GETTING ‘LO: SPORTSBUSINESS JOURNAL's Daniel Kaplan reports Japan-based apparel company Uniqlo “wants to expand aggressively" in the U.S. and is "searching for more athletes to add to its stable.” The company currently sponsors tennis players Novak Djokovic and Kei Nishikori, but Uniqlo USA Division CEO Shin Odake said, “We are actively looking for more partnerships because it is a very good way to convey our brand.” Kaplan notes Uniqlo has three stores in N.Y. and “plans to open a fourth American store in a few weeks at the Garden State Plaza mall in New Jersey and another store later this fall in San Francisco” (SPORTSBUSINESS JOURNAL, 9/3 issue).
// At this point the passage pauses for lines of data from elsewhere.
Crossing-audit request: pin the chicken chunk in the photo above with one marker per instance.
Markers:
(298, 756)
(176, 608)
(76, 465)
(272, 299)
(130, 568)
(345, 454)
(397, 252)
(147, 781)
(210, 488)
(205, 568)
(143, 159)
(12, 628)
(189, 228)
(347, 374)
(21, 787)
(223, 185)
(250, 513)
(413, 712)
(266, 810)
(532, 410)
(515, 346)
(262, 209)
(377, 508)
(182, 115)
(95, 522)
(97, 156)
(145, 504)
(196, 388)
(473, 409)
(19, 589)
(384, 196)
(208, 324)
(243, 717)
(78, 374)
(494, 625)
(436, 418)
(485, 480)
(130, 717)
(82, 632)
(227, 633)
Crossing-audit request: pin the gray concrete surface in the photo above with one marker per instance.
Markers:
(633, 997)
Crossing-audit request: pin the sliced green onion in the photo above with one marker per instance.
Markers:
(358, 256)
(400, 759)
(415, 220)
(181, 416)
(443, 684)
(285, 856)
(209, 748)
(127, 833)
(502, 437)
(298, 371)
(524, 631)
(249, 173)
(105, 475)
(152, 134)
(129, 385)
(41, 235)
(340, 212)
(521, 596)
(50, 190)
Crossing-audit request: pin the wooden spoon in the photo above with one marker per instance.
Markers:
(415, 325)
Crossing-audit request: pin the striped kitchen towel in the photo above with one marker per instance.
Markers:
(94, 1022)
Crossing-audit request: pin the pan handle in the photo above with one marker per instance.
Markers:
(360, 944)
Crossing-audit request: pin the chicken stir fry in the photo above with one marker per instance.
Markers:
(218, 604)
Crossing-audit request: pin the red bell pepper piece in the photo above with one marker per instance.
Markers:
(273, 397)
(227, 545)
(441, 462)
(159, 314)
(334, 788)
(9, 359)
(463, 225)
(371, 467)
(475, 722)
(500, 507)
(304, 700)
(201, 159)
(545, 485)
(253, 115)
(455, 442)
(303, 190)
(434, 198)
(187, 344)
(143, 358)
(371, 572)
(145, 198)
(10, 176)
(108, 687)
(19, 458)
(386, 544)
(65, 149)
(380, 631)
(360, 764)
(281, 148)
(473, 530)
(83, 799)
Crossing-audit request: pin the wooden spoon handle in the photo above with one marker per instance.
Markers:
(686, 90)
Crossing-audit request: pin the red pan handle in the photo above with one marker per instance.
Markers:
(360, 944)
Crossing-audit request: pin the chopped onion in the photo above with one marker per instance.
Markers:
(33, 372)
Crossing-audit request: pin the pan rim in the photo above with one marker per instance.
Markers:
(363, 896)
LEAVING HIS MARK: Andy Roddick is playing in his last tournament before retiring, and ESPN's Luke Jensen Friday reflected on Roddick's impact on tennis in the U.S. and on his racquet manufacturer, Babolat. Jensen said, “He was the one who was given the torch to carry American tennis on the men’s side. He really revitalized the game here. ... Also the global game of tennis. His racquet manufacturer, which is also his shoe manufacturer, was never really around. They were a string company.” Jensen added, “He made that racquet company so big, they’re the number one company on the planet with kids. They all want to hit hard like Andy Roddick. They got lightning in a bottle with this kid. He really revolutionized an entire industry because of the way he played and he was cool to kids. Right after that, Rafael Nadal sprung up with the same racquet manufacturer and it really took off” (“U.S. Open,” ESPN3, 8/31).

THIS SPACE FOR RENT: During a rain delay at the U.S. Open last night, the grounds crew came out using smaller versions of the Zamboni to dry the court. ESPN’s Brad Gilbert said, “Explain to me with the guys on the little Slambonis, what’s with the lab coats ... and where’s the sponsor element? Why is it not ‘Brought to you by’ somebody?” ESPN’s Hannah Storm noted, “Perhaps they weren’t hoping for quite this much airtime.” The broadcast showed a close-up of the white jumpsuits worn by the “Court Tech” grounds crew and ESPN’s LZ Granderson said, “Ralph Lauren does all of the clothes for Wimbledon, maybe he can kind of hook us up over here and jazz up our outfits a little bit” (“U.S. Open,” ESPN2, 9/4).